For recursive DNS lookups and DNSBL lookups (Email Server), Cloudron runs the unbound DNS resolver.
Systemd-resolved
The systemd-resolved service runs at 127.0.0.53. Use resolvectl to check the nameservers being used by systemd-resolved
and check its status using systemctl status systemd-resolved.
Despite the service running, it may be unused due to misconfiguration. /etc/resolv.conf must contain nameserver 127.0.0.53 for
the system to use systemd-resolved.
If host www.cloudron.io resolves, then DNS resolution is working.
Unbound
The unbound DNS resolver runs internally at 127.0.0.150. This service does not interfere with DNS resolution of apps and services.
Check its status with systemctl status unbound.
unbound may have trouble resolving if your network disallows DNS requests or if a domain has misconfigured DNSSEC. Check if it is
working by running host www.cloudron.io 127.0.0.150 which should resolve.
If unbound does not resolve, investigate using journalctl -u unbound.

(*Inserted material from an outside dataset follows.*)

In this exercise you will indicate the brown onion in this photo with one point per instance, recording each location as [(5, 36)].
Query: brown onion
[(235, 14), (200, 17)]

Add a custom config file
/etc/unbound/unbound.conf.d/custom.conf to disable DNSSEC:
# This disables DNSSEC for all domains. alternately, use 'domain-insecure: "example.com"' to disable DNSSEC for specific domain
server:
val-permissive-mode: yes
To forward all queries to another DNS server, add a forward-zone section (change name to example.com. to restrict to a single domain):
# Forward all queries to the network's internal DNS 10.0.0.2. you can also use 1.1.1.1 (Cloudflare) or 8.8.8.8 (Google)
forward-zone:
name: "."
forward-addr: 10.0.0.2
Restart unbound and verify:
sudo systemctl restart unbound
sudo systemctl status unbound
host www.cloudron.io 127.0.0.150
Dynamic DNS
Dynamic DNS keeps all DNS records in sync with a changing IP address. This is useful when Cloudron runs on a network with a dynamic public IP, such as a home connection.
Internal network
Cloudron runs all apps and services in an internal network (not reachable from outside the server). This network address is
hardcoded to 172.18.0.0/16. Some services like databases have static IPs to aid in connectivity from outside via an SSH
tunnel. App addresses are dynamic.
| Service | IP |
|---|---|
| MySQL | 172.18.30.1 |
| PostgreSQL | 172.18.30.2 |
| MongoDB | 172.18.30.3 |
Firewall
Blocklist
The blocklist blocks IP addresses and/or networks from connecting to Cloudron.
Country-based blocklists can be downloaded from www.ipdeny.com: IPv4 and
IPv6.
Add comments to line items as needed. Comments must remain on their own line:
# Spammy IP
111.111.111.111
Be careful about what IP addresses you block. If locked out, get console access to the server,
remove /home/yellowtent/platformdata/firewall/blocklist.txt, and reboot.
Whitelist ports
Cloudron does not support installing additional packages or running other services on the server. However, the firewall can be configured to permit additional incoming TCP and UDP ports.
Edit /home/yellowtent/platformdata/firewall/ports.json (create this file if it does not exist
and set the owner to yellowtent):
{
"allowed_tcp_ports": [ 2140, 3540 ],
"allowed_udp_ports": [ ]
}
Restart the firewall to apply the configuration:
systemctl restart cloudron-firewall
Trusted IPs
When Cloudron is behind a HTTP(S) proxy, set the IP address(es) of the proxy as trusted. This
makes Cloudron trust the values of various HTTP headers in the request. For example, it picks up the
original client IP address from the X-Forwarded-For header and uses it in logs and email notifications.
When Cloudron is behind Cloudflare, use the IP list from Cloudflare's published IPs.